James Holmes

Exclusive Q & A with Drag Race's Pandora Boxx: Part II

Filed By James Holmes | December 03, 2012 4:00 PM | comments

Filed in: Entertainment, Marriage Equality
Tags: Andrew Christian, drag queen racing, drag queens, LGBT Entertainers, LGBT Role Models, Nice Car (Sorry About Your Penis), Pandora Boxx, RuPaul's All Stars, RuPaul's All Stars Drag Race, RuPaul's Drag Race

PandoraBoxx_PhotoCred_Nick_Lovell.jpgLast week I was lucky enough to have a chance to chat with my favorite former RuPaul's Drag Race and All Stars Drag Race contestant, Pandora Boxx. Here is Part II. If you missed Part I, check it out first.

Jim: Okay, enough about Drag Race. I want to move on to some of your history. How did you get into drag?

Pandora: I've always been into theater my whole life, and then I saw a drag show for the first time - and didn't even know it was something you could do or did.

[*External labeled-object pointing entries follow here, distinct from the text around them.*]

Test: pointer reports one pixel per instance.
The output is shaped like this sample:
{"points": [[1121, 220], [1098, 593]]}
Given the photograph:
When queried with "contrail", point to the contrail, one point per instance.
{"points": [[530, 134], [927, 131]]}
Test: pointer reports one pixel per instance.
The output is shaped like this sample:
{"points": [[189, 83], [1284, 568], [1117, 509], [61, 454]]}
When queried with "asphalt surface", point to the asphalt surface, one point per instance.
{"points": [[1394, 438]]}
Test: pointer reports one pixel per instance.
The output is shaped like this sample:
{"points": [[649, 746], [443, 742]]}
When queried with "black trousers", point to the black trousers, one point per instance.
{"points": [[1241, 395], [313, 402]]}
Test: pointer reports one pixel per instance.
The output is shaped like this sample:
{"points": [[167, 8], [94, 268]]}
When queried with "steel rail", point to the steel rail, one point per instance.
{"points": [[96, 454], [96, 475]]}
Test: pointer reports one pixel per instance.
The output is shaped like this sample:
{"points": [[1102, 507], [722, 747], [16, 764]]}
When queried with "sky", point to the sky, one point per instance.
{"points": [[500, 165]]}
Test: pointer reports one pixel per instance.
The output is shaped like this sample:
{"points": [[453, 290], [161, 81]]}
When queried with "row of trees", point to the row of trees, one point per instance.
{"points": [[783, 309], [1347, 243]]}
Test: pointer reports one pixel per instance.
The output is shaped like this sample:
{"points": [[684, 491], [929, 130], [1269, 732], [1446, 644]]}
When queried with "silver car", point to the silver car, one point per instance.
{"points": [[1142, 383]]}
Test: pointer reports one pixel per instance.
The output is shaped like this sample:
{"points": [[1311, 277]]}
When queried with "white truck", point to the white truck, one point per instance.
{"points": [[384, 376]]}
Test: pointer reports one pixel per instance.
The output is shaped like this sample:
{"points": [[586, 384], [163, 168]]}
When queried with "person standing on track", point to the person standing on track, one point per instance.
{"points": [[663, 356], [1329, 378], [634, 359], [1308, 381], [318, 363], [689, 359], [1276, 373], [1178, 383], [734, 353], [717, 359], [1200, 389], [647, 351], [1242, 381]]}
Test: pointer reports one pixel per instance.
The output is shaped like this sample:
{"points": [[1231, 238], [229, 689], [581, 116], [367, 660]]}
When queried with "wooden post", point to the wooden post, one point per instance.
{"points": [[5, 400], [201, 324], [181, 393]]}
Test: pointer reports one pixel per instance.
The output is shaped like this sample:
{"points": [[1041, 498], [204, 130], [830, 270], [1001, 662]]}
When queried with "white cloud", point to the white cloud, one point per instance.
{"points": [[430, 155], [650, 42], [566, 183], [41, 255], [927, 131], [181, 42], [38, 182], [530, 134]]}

And I was like, "Oh my God. What are these people doing? They are up there lip-syncing to these songs - this is what I do in my bedroom." It thought it was amazing and thought "I wanna do this."

It really was just a hobby almost. We just had so much fun. We would just get into drag and go out to clubs. There wasn't even a show - it's just like Halloween whenever you want.

So I loved it, and it just kinda took off, and I started doing shows more and more and more. It was an unexpected and unplanned career.

Jim: How old were you when you got started?

Pandora: I was 19.

Jim: Were you always Pandora Boxx?

Pandora: I was always Pandora Boxx from the beginning. I think maybe my first performance I might have just been Pandora because I was toying with the idea of having a last name or not - did I want to be like Madonna? I knew I wanted to do Pandora because it has the same number of letter as Madonna and they both end in "a."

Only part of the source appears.